KWICKIES…I’m not a big tennis buff, but really was at the edge of my seat watching the Wimbledon Gentlemen’s Championship match televised Sunday morning that proved to be very exciting. In what turned out to be the longest final in Wimbledon history (4 hours, 57 minutes) Serbian Novak Djokovic outlasted eight-time Wimbledon champion Roger Federer by breaking a tie after the fifth set went to the tie-breaker. Ironically, Federer won more points (218-204) but Djokovic got them when it counted most.

Former St. Louis Cardinals Hall of Fame pitcher Bob Gibson was diagnosed with pancreatic cancer several weeks ago and began chemotherapy Monday. The 83-year-old was 251-174 with a 2.91 ERA in 17 seasons from 1959-1975 and led the Cards to World Series titles in 1964 and 1967.

Former Port Neches-Groves star golfer Andrew Landry, who went into Sunday’s final round of the PGA Tour John Deere Classic tied for first place, shot 69 in his final round and finished third behind first-time winner Dylan Frittelli and runner-up Russell Henley. Landry cashed a check for $408,000 and earned entry to the British Open which begins tomorrow in Portrush, Northern Ireland.

A recent blockbuster NBA trade saw our Houston Rockets send fifth-wheel Chris Paul to Oklahoma City for Russell Westbrook, who is rejoining star running mate James Harden. Paul never seemed to fit in with the Rockets while Westbrook and Harden have played together and should put the Rockets into a championship mode.

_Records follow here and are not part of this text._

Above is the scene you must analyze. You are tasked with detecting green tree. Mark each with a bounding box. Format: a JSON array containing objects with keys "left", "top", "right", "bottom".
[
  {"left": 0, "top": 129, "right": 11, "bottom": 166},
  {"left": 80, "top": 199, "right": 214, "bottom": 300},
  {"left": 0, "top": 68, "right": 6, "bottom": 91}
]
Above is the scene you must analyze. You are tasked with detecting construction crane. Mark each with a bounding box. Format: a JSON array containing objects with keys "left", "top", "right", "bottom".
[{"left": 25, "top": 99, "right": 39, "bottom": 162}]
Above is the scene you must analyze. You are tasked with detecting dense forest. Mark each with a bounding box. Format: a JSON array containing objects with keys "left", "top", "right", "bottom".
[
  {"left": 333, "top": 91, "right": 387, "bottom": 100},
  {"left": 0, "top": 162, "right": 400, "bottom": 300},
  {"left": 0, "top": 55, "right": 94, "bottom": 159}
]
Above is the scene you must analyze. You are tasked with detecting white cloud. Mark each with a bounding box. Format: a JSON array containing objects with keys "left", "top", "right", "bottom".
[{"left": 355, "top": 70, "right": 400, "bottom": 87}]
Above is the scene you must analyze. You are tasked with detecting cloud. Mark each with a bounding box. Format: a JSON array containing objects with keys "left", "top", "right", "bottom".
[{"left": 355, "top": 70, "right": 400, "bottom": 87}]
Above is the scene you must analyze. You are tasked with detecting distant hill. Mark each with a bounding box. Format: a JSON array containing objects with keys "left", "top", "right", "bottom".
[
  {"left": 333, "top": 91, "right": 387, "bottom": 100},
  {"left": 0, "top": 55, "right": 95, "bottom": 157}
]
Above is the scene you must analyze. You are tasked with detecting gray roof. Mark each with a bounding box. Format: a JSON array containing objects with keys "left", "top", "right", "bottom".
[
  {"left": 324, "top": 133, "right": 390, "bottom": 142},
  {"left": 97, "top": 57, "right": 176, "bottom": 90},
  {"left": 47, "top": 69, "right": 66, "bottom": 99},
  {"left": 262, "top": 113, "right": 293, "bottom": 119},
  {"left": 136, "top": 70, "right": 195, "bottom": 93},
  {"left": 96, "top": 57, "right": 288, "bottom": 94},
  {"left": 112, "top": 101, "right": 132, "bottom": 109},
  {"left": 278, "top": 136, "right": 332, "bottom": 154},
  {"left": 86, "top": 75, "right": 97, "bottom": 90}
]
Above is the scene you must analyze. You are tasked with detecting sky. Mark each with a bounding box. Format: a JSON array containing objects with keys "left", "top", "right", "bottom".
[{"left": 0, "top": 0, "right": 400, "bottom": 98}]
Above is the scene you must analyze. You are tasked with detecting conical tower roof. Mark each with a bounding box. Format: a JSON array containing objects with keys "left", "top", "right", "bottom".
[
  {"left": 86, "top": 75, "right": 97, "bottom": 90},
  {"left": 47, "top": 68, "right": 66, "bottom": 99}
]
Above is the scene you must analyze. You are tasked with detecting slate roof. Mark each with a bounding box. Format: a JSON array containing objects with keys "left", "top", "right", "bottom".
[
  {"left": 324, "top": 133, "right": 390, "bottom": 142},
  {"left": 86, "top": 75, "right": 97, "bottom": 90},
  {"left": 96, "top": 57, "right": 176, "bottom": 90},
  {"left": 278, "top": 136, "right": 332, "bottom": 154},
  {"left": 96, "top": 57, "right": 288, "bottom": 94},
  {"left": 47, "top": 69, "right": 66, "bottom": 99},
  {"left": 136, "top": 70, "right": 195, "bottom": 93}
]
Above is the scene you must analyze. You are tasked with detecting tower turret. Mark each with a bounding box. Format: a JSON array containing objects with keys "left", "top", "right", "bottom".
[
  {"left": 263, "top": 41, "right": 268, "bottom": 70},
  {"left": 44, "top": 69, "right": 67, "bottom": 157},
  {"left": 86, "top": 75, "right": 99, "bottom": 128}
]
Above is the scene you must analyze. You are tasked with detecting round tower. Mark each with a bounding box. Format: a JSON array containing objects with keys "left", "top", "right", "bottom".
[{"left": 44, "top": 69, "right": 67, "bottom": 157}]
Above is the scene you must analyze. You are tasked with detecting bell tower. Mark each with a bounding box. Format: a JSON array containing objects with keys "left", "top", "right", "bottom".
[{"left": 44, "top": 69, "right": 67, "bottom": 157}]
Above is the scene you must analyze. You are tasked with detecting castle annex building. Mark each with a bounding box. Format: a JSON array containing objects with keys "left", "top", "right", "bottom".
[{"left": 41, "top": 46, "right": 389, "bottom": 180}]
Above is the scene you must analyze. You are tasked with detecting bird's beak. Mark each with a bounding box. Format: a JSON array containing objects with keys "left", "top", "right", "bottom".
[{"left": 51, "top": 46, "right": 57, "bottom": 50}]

The NFL Player’s Association is in favor of shortening the preseason exhibition games and expanding the regular season to 18 games, according to ESPN Sports Center. It will be tougher on rookies trying to make the 53-man roster but much easier on the veterans, who never liked training camp very well.

JUST BETWEEN US…The Houston Astros have been shopping really hard for a starting pitcher before the July 31 trading deadline, especially with their No. 4 starter Brad Peacock’s delay from the Injured List with some unexpected soreness two days after throwing a bullpen session before coming off the IL. Fire-balling reliever Josh James was a spot starter for Monday night’s game against the Angels in Anaheim. James, who was the winning pitcher Saturday against the Texas Rangers, uncorked some 100 mph pitches and had one clocked at 101.2 mph. After losing the first two games at Arlington, Houston scored 19 runs on 25 hits in Saturday (7-6) and Sunday’s (12-4) victories over the Texans. Jose Altuve appears to be 100 per cent healthy, going 8-for 19 in the four-game series with two homers (including a grand slam Sunday), six RBIs and seven runs scored. Altuve’s grand slam was a franchise record nine for this season and is four more than any other major league team has hit.